GitHub - Open-Athena/scaling-law-analysis: Analyzing systematic biases in neural scaling law fitting procedures, with focus on Chinchilla Approach 2

Overview

This project studies how neural scaling laws are fit, comparing methods across objectives, optimizers, reparameterizations, and experimental designs.

Bias analysis: Systematic errors in Chinchilla Approach 2's parabolic approximation are isolated using noise-free synthetic loss surfaces, tracing them to IsoFLOP sampling grid width, uncentered sampling, and loss surface asymmetry.
Method comparison: Multiple fitting methods are evaluated — including Approach 2, several Approach 3 variants (direct 5D optimization with different objectives, gradient strategies, and initializations), and Variable Projection (VPNLS) — under both noiseless and noisy conditions.
Empirical validation: Fitting implementations are validated against Apple's ml-scalefit reproductions.

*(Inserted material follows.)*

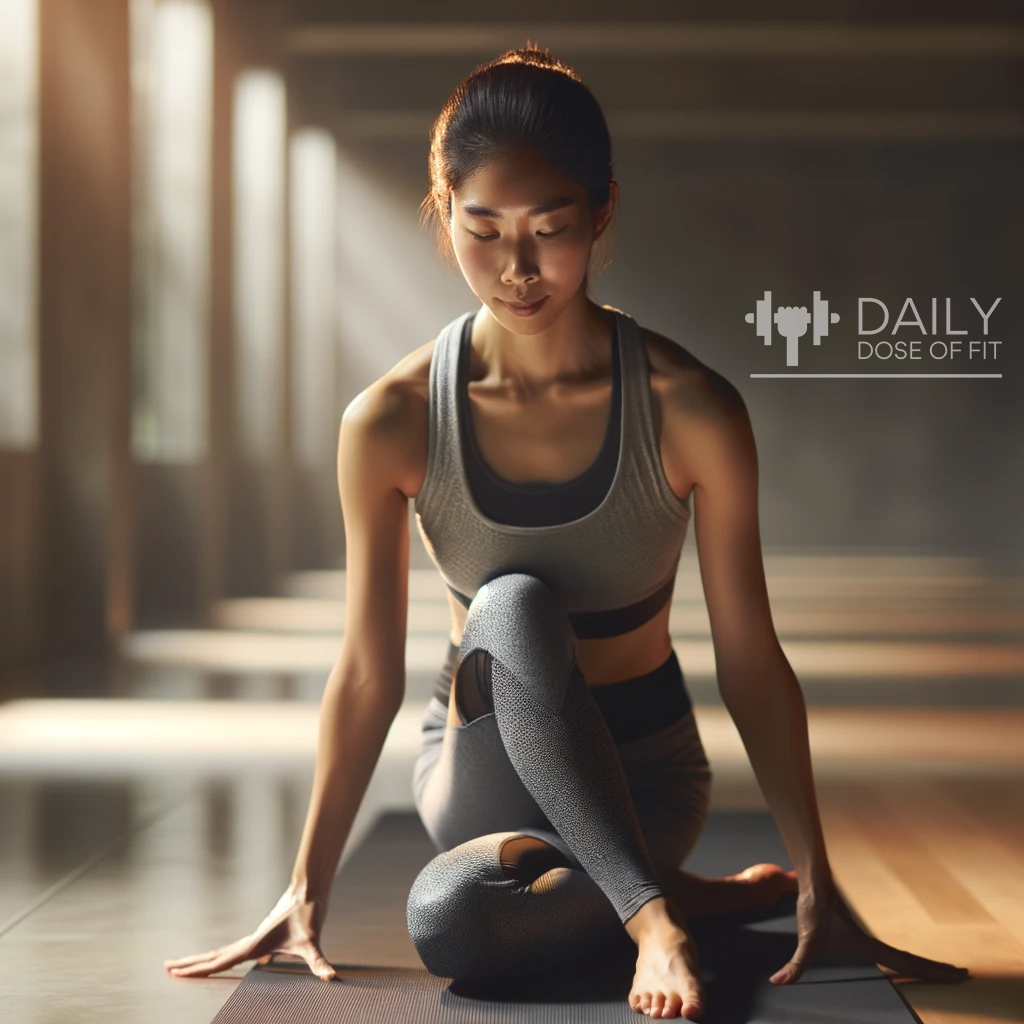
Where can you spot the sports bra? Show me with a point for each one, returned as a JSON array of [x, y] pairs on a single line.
[[614, 562]]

Biases are quantified against published Llama 3 IsoFLOP data and shown to produce even larger misallocations on simulated multimodal scaling surfaces.
Novel reparameterization: VPNLS exploits the partially linear structure of the loss surface to reduce fitting to a well-conditioned 2D search, eliminating the biases of Approach 2 while avoiding the numerical difficulties of full 5D optimization.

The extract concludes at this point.